Recursively count lines of code, excluding empty lines and comments

7

3

Requirement: Write a program (in any language) that counts the number of lines of code in files matching *.sh in the directory tree starting from the directory that the program is executed in, excluding lines that are empty, only contain whitespace, or are just single-line comments (a line which the first character that is not a whitespace character is #). Files will only contain printable ASCII characters.

Output: A single integer representing the total count (can be followed by a newline too).
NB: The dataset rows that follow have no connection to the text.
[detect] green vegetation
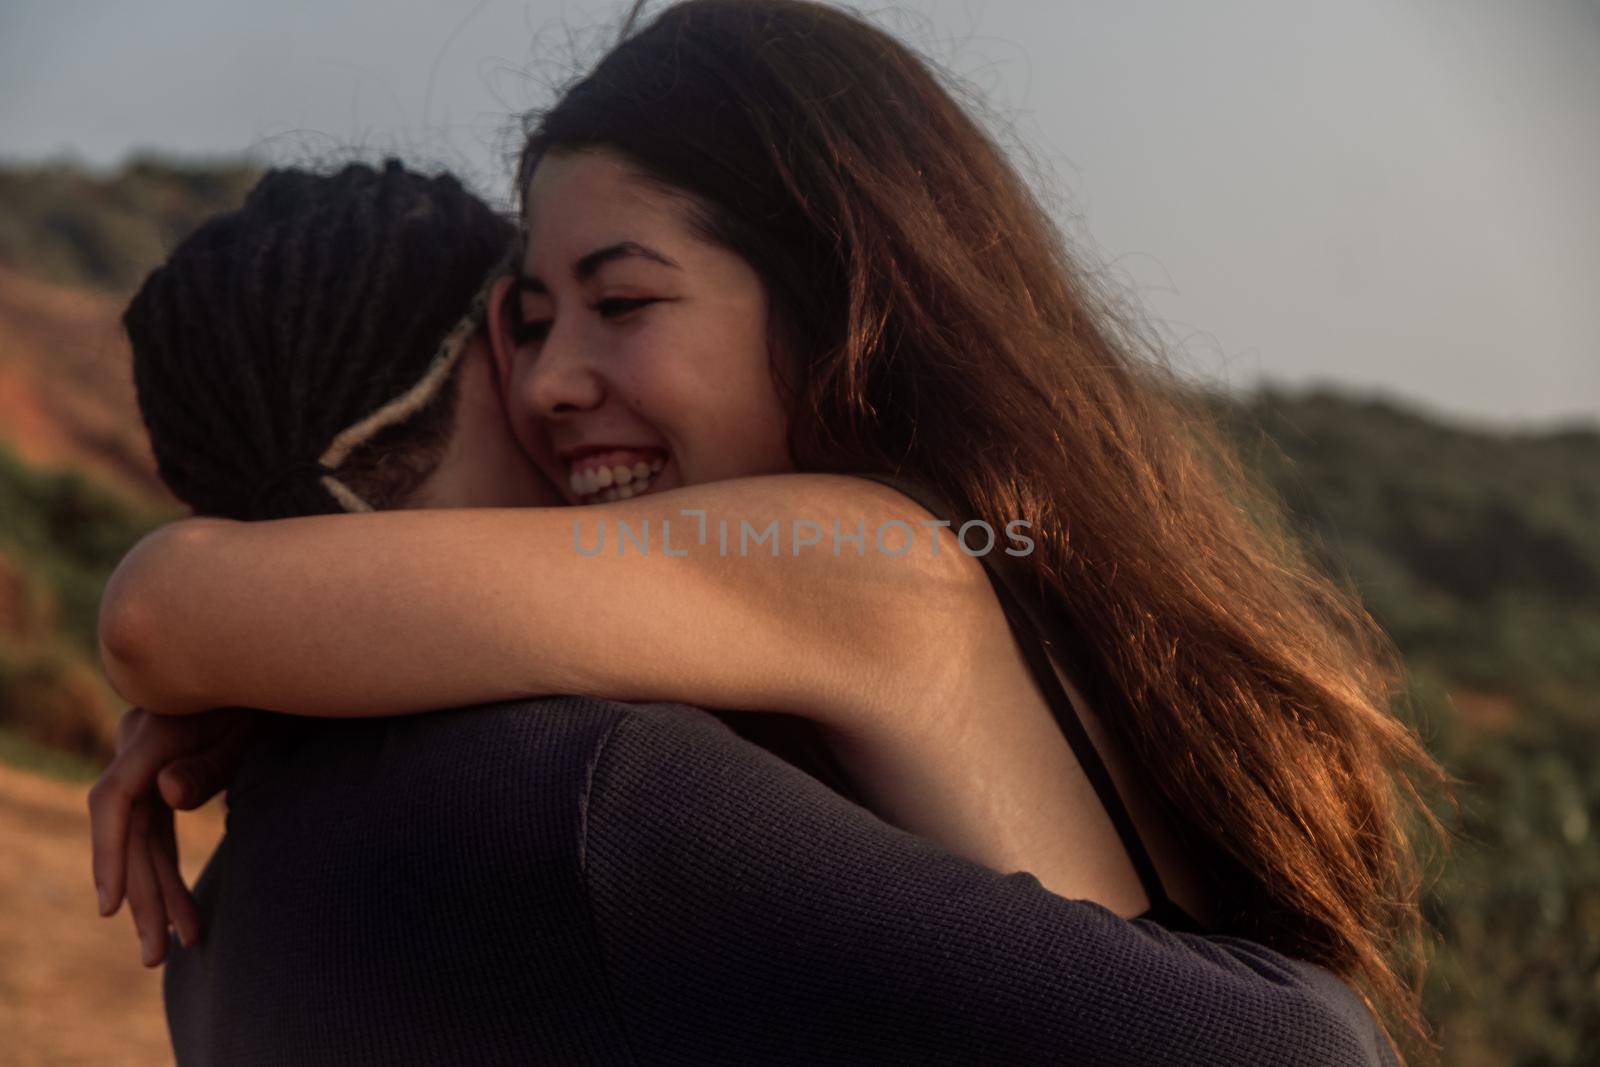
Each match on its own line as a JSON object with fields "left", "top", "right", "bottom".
{"left": 0, "top": 442, "right": 171, "bottom": 762}
{"left": 0, "top": 156, "right": 260, "bottom": 292}
{"left": 1222, "top": 388, "right": 1600, "bottom": 1066}
{"left": 0, "top": 444, "right": 172, "bottom": 653}
{"left": 0, "top": 725, "right": 102, "bottom": 782}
Here is an expanded solution in Python:

import os, sys

def recurse(dir = './'):
    count = 0

    for file in os.listdir(dir):
        if not os.path.isfile(dir + file):
            count += recurse(dir + file + '/')
        elif file.endswith('.sh'):
            with open(dir + file, 'r') as f:
                for line in f.read().split('\n'):
                    if (not line.strip().startswith('#')) and (not line.strip() == ''):
                        count += 1

    return count

sys.stdout.write(recurse())

Aaron Esau

Posted 2018-09-25T00:35:19.580

Reputation: 197

Files will only contain printable ASCII characters. -- can a file contain a /? – Jonathan Frech – 2018-09-26T18:18:18.550

Answers

3

Powershell 3+, 40 byte

(ls *.sh -r|sls '^\s*(#|$)' -a -n).Count

ls *.sh -r gets a file names from the directory tree. sls (alias for Select-String) gets all strings (-a is shortcut for -AllMatches) that not mathces (-n is alias for -NotMatch) to the pattern '^\s*(#|$)'.

mazzy

Posted 2018-09-25T00:35:19.580

Reputation: 4 832

Side note: ().Count was introduced in PowerShell 3; in PowerShell 2 you can use |measure instead although that also tries to give you other measurements not relevant here. – Neil – 2018-09-26T08:18:34.747

I'm agree (....|measure).Count. But Powershell 2 is deprecated since the summer 2017. I'm not sure the version 3+ requires an explicit statement. In any case, I've specified the version. Thanks.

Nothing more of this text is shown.